COGNITIVE_ACTIONS_EXECUTE_URL = "https://api.cognitiveactions.com/actions/execute" # Hypothetical endpoint
action_id = "e580824f-f675-4f9c-aca8-3c13b279d30a" # Action ID for Generate Image with Kandinsky
# Construct the input payload based on the action's requirements
payload = {
"task": "text2img",
"width": 512,
"height": 512,
"prompt": "A alien cheeseburger creature eating itself, claymation, cinematic, moody lighting",
"scheduler": "ddim",
"imageWeight": 1,
"guidanceScale": 4,
"negativePrompt": "ugly, tiling, oversaturated, poorly drawn hands, poorly drawn feet, poorly drawn face, out of frame, extra limbs, disfigured, deformed, body out of frame, blurry, bad anatomy, blurred, watermark, grainy, signature, cut off, draft",
"numberOfOutputs": 1,
"numberOfStepsPrior": 2,
"numberOfInferenceSteps": 18
}
headers = {
"Authorization": f"Bearer {COGNITIVE_ACTIONS_API_KEY}",
"Content-Type": "application/json"
}
try:
response = requests.post(
COGNITIVE_ACTIONS_EXECUTE_URL,
headers=headers,
json={"action_id": action_id, "inputs": payload} # Hypothetical structure
)
response.raise_for_status() # Raise an exception for bad status codes (4xx or 5xx)
result = response.json()
print("Action executed successfully:")
print(json.dumps(result, indent=2))
except requests.exceptions.RequestException as e:
print(f"Error executing action {action_id}: {e}")

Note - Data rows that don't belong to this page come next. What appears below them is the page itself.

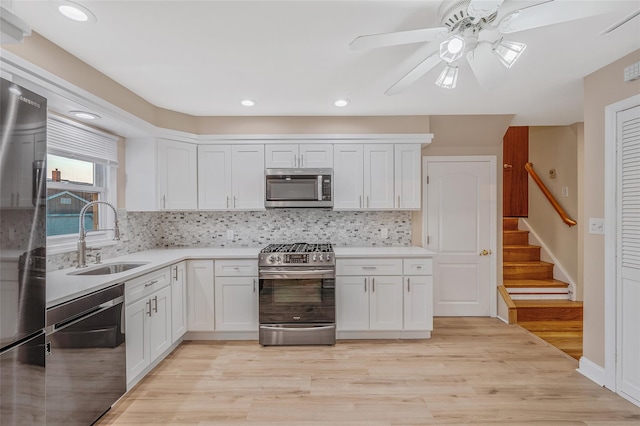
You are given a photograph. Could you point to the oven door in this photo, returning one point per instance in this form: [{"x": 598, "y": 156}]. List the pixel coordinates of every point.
[{"x": 297, "y": 295}]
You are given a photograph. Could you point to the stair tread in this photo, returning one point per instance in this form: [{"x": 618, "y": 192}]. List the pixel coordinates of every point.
[
  {"x": 520, "y": 246},
  {"x": 527, "y": 263},
  {"x": 547, "y": 303},
  {"x": 516, "y": 283}
]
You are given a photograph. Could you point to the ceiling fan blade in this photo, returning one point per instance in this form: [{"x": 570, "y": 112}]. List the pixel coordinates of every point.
[
  {"x": 418, "y": 71},
  {"x": 483, "y": 8},
  {"x": 552, "y": 12},
  {"x": 486, "y": 67},
  {"x": 394, "y": 39}
]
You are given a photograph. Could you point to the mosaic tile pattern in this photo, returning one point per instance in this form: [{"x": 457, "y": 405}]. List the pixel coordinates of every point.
[{"x": 148, "y": 230}]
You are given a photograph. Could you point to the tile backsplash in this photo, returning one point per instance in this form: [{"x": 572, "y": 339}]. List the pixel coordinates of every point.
[{"x": 150, "y": 230}]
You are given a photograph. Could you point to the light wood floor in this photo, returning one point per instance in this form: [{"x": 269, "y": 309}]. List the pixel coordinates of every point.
[{"x": 473, "y": 370}]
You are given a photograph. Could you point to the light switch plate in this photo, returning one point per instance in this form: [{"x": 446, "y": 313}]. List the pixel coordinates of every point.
[
  {"x": 384, "y": 233},
  {"x": 596, "y": 225}
]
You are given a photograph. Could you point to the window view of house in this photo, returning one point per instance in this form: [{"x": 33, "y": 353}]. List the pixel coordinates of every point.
[{"x": 71, "y": 184}]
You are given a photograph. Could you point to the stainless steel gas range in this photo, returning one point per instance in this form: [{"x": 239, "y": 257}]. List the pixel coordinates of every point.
[{"x": 297, "y": 294}]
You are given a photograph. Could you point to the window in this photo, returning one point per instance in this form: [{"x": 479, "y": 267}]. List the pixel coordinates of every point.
[
  {"x": 71, "y": 184},
  {"x": 81, "y": 163}
]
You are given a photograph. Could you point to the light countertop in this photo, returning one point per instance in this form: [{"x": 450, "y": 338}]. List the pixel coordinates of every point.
[{"x": 63, "y": 286}]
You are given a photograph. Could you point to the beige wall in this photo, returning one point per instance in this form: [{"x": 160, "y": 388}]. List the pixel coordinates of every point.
[
  {"x": 601, "y": 88},
  {"x": 556, "y": 148}
]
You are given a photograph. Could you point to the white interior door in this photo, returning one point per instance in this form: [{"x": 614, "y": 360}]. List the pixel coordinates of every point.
[
  {"x": 460, "y": 196},
  {"x": 628, "y": 258}
]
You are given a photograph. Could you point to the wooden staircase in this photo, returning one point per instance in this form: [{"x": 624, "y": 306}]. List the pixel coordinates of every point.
[
  {"x": 535, "y": 300},
  {"x": 525, "y": 276}
]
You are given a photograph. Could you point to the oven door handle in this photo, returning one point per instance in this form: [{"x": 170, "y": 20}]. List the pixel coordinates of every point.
[
  {"x": 289, "y": 274},
  {"x": 324, "y": 327}
]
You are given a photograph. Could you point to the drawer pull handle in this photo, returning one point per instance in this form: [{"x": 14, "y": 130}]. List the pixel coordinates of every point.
[{"x": 150, "y": 283}]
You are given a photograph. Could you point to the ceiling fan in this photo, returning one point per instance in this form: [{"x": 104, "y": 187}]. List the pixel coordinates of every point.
[{"x": 474, "y": 29}]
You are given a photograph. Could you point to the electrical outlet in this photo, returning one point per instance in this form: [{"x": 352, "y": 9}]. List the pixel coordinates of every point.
[
  {"x": 384, "y": 233},
  {"x": 596, "y": 225}
]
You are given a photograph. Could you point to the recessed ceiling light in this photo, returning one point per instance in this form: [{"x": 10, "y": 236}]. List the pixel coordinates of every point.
[
  {"x": 85, "y": 115},
  {"x": 75, "y": 11}
]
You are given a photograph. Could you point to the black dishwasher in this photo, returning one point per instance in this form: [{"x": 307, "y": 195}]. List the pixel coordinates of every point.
[{"x": 86, "y": 358}]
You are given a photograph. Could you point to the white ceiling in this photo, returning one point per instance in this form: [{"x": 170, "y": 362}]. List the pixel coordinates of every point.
[{"x": 202, "y": 57}]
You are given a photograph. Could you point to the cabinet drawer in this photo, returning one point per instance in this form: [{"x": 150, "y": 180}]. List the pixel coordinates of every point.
[
  {"x": 418, "y": 267},
  {"x": 236, "y": 268},
  {"x": 140, "y": 287},
  {"x": 369, "y": 267}
]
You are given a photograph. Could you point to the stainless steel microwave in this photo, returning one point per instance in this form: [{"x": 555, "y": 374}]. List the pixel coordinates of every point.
[{"x": 298, "y": 188}]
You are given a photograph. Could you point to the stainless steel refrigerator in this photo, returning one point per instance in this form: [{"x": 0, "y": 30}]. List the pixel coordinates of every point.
[{"x": 23, "y": 120}]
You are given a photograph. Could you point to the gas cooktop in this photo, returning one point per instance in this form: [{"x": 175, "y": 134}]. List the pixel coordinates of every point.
[{"x": 297, "y": 254}]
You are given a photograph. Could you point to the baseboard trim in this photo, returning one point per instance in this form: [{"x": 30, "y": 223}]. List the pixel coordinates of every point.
[{"x": 591, "y": 371}]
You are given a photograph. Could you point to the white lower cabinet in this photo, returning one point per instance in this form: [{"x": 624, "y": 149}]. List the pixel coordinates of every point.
[
  {"x": 147, "y": 320},
  {"x": 178, "y": 300},
  {"x": 200, "y": 299},
  {"x": 398, "y": 298},
  {"x": 236, "y": 295},
  {"x": 418, "y": 302},
  {"x": 369, "y": 303}
]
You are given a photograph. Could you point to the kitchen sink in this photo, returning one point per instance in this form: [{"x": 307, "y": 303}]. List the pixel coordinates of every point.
[{"x": 111, "y": 268}]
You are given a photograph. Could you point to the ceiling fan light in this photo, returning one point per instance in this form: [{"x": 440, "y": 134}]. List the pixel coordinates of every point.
[
  {"x": 452, "y": 48},
  {"x": 448, "y": 77},
  {"x": 508, "y": 52}
]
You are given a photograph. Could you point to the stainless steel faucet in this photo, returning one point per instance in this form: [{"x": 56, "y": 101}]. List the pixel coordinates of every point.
[{"x": 82, "y": 242}]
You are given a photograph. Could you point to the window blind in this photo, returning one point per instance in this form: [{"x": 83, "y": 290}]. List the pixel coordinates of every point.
[
  {"x": 630, "y": 189},
  {"x": 67, "y": 138}
]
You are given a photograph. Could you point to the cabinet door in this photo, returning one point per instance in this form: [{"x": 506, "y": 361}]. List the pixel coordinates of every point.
[
  {"x": 177, "y": 175},
  {"x": 386, "y": 303},
  {"x": 378, "y": 176},
  {"x": 236, "y": 303},
  {"x": 248, "y": 177},
  {"x": 200, "y": 295},
  {"x": 315, "y": 156},
  {"x": 178, "y": 300},
  {"x": 352, "y": 303},
  {"x": 418, "y": 302},
  {"x": 160, "y": 323},
  {"x": 348, "y": 177},
  {"x": 137, "y": 332},
  {"x": 281, "y": 156},
  {"x": 407, "y": 176},
  {"x": 214, "y": 177}
]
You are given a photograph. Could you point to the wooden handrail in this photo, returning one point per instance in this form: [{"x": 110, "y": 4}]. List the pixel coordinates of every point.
[{"x": 563, "y": 215}]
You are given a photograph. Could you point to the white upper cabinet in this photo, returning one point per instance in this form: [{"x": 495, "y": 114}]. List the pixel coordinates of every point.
[
  {"x": 348, "y": 176},
  {"x": 286, "y": 156},
  {"x": 231, "y": 177},
  {"x": 363, "y": 177},
  {"x": 177, "y": 175},
  {"x": 377, "y": 176},
  {"x": 407, "y": 176}
]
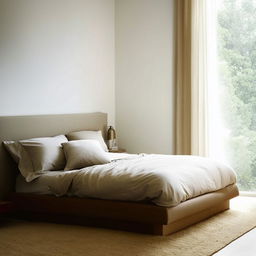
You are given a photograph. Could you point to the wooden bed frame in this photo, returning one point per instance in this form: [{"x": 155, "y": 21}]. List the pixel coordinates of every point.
[{"x": 130, "y": 216}]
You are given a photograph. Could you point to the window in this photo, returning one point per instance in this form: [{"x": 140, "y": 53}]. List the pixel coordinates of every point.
[{"x": 232, "y": 116}]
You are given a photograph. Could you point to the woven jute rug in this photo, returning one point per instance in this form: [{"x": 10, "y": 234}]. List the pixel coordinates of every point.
[{"x": 19, "y": 238}]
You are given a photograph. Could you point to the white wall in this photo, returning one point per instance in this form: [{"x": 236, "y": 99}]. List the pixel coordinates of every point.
[
  {"x": 57, "y": 56},
  {"x": 144, "y": 75}
]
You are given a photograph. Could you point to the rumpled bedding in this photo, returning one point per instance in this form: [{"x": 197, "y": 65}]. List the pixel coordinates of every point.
[{"x": 165, "y": 180}]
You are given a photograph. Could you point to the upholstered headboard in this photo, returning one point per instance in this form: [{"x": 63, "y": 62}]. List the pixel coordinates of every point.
[{"x": 25, "y": 127}]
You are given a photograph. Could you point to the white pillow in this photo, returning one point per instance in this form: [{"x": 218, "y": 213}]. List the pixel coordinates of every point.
[
  {"x": 37, "y": 155},
  {"x": 88, "y": 135},
  {"x": 83, "y": 153}
]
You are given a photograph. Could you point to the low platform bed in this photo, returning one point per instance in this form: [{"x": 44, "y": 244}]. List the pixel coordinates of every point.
[
  {"x": 124, "y": 215},
  {"x": 130, "y": 216}
]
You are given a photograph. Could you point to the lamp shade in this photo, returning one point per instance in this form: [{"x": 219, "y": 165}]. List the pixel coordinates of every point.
[{"x": 111, "y": 135}]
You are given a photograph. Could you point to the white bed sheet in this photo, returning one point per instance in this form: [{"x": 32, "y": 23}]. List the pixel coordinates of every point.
[
  {"x": 41, "y": 186},
  {"x": 164, "y": 179}
]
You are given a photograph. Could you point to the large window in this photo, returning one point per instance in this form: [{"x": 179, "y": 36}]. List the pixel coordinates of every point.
[{"x": 233, "y": 96}]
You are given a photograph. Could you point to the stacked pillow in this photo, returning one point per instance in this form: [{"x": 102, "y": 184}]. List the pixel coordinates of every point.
[{"x": 37, "y": 155}]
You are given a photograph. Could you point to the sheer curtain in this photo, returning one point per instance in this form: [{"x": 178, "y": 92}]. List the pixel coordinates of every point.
[{"x": 192, "y": 75}]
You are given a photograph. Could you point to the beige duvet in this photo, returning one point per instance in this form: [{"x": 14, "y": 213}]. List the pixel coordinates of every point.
[{"x": 163, "y": 179}]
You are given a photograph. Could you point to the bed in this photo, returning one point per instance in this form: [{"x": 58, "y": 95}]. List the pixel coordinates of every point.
[{"x": 139, "y": 216}]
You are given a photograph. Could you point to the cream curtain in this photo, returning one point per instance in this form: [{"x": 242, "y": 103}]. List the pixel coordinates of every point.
[{"x": 191, "y": 77}]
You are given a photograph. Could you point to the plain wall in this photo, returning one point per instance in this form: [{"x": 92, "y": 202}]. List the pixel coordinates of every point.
[
  {"x": 57, "y": 56},
  {"x": 144, "y": 75}
]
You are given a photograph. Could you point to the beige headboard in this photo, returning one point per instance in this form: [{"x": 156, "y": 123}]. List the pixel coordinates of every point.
[{"x": 25, "y": 127}]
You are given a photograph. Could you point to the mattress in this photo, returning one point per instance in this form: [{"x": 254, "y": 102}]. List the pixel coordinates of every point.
[{"x": 163, "y": 179}]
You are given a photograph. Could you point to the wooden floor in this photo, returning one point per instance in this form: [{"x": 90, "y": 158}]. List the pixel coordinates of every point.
[{"x": 243, "y": 246}]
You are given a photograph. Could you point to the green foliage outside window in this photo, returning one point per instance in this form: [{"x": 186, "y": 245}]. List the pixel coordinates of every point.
[{"x": 237, "y": 67}]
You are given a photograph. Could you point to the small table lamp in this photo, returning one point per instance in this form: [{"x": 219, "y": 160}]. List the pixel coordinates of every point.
[{"x": 111, "y": 137}]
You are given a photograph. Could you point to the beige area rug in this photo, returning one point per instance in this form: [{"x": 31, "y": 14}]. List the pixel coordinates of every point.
[{"x": 205, "y": 238}]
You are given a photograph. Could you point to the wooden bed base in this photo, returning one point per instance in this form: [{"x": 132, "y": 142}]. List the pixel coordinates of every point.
[{"x": 129, "y": 216}]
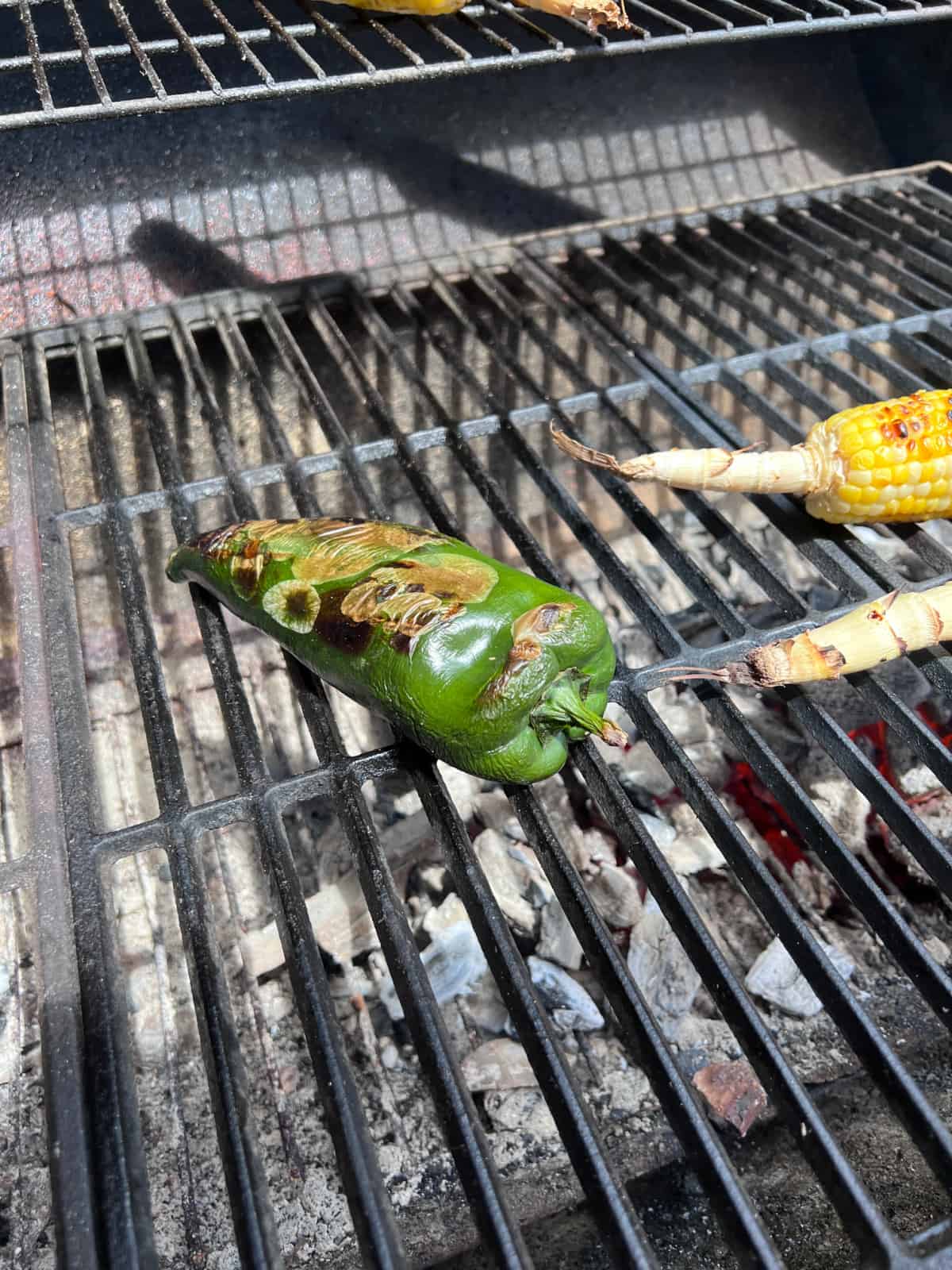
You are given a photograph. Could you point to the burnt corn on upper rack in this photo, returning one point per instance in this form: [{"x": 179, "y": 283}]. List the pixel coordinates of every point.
[{"x": 888, "y": 461}]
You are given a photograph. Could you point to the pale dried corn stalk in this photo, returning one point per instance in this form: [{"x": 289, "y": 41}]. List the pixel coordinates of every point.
[
  {"x": 873, "y": 464},
  {"x": 879, "y": 632},
  {"x": 593, "y": 13}
]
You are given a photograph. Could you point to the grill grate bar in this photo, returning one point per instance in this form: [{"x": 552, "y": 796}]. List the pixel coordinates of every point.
[
  {"x": 287, "y": 37},
  {"x": 61, "y": 1024},
  {"x": 461, "y": 1123},
  {"x": 251, "y": 1216},
  {"x": 238, "y": 40},
  {"x": 36, "y": 63},
  {"x": 188, "y": 46},
  {"x": 90, "y": 63},
  {"x": 140, "y": 54},
  {"x": 363, "y": 1183},
  {"x": 121, "y": 1203}
]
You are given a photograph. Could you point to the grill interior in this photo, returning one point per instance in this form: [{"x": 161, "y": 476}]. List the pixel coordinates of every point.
[
  {"x": 171, "y": 781},
  {"x": 59, "y": 63}
]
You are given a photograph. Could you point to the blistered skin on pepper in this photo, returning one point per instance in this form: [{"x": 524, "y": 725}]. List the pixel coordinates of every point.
[{"x": 486, "y": 667}]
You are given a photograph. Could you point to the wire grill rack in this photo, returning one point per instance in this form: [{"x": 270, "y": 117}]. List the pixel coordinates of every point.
[
  {"x": 61, "y": 63},
  {"x": 787, "y": 309}
]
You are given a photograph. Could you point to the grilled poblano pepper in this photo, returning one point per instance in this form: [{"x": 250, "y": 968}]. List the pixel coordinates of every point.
[{"x": 486, "y": 667}]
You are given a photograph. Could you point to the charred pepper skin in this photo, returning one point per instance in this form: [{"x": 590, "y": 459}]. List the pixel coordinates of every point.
[{"x": 486, "y": 667}]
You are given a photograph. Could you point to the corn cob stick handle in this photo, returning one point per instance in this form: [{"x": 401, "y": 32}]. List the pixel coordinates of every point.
[
  {"x": 888, "y": 461},
  {"x": 879, "y": 632}
]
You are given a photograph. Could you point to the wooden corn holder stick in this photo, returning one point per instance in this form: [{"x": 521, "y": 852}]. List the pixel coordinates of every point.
[
  {"x": 785, "y": 471},
  {"x": 871, "y": 634},
  {"x": 889, "y": 461}
]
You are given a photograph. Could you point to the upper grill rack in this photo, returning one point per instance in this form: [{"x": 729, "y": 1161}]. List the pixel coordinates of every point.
[
  {"x": 848, "y": 290},
  {"x": 60, "y": 64}
]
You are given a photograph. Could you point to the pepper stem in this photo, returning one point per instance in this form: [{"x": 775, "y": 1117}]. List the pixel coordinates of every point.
[{"x": 564, "y": 706}]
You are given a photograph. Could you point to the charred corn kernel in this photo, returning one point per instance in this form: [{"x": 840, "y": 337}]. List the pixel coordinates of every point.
[
  {"x": 594, "y": 13},
  {"x": 866, "y": 637},
  {"x": 871, "y": 464}
]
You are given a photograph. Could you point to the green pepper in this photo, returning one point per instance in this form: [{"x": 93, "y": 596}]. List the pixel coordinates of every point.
[{"x": 482, "y": 666}]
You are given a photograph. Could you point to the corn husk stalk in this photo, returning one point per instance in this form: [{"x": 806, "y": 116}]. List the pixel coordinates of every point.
[
  {"x": 884, "y": 629},
  {"x": 593, "y": 13},
  {"x": 888, "y": 461}
]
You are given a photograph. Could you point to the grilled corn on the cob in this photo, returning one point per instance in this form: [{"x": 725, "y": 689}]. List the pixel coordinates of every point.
[
  {"x": 873, "y": 464},
  {"x": 593, "y": 13}
]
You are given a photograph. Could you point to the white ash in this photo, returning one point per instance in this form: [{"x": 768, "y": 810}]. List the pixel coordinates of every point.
[
  {"x": 701, "y": 1041},
  {"x": 516, "y": 879},
  {"x": 615, "y": 895},
  {"x": 568, "y": 1003},
  {"x": 852, "y": 710},
  {"x": 660, "y": 968},
  {"x": 520, "y": 1111},
  {"x": 435, "y": 880},
  {"x": 765, "y": 714},
  {"x": 693, "y": 854},
  {"x": 935, "y": 810},
  {"x": 643, "y": 770},
  {"x": 774, "y": 977},
  {"x": 662, "y": 832},
  {"x": 463, "y": 791},
  {"x": 555, "y": 803},
  {"x": 498, "y": 1064},
  {"x": 482, "y": 1007},
  {"x": 892, "y": 550},
  {"x": 835, "y": 798},
  {"x": 494, "y": 810},
  {"x": 558, "y": 940},
  {"x": 454, "y": 962},
  {"x": 913, "y": 776},
  {"x": 448, "y": 914}
]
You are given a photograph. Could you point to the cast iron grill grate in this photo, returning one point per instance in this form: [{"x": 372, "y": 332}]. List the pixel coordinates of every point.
[
  {"x": 777, "y": 311},
  {"x": 59, "y": 63}
]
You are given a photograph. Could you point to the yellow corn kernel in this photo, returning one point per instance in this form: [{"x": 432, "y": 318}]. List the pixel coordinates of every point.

if e.response is not None:
print(f"Response status: {e.response.status_code}")
try:
print(f"Response body: {e.response.json()}")
except json.JSONDecodeError:
print(f"Response body: {e.response.text}")
In this code snippet, replace the COGNITIVE_ACTIONS_API_KEY and COGNITIVE_ACTIONS_EXECUTE_URL with your actual credentials and endpoint. The action ID and input payload are structured to match the requirements for generating an image.
Conclusion
The Kandinsky Cognitive Actions provide an exciting avenue for developers to integrate innovative image generation capabilities into their applications. By leveraging the power of the Kandinsky 2.1 model, you can create visually stunning content with minimal effort. Whether you're aiming to generate artwork, enhance user interfaces, or explore creative possibilities, these actions open up a world of potential. Start experimenting today and bring your ideas to life!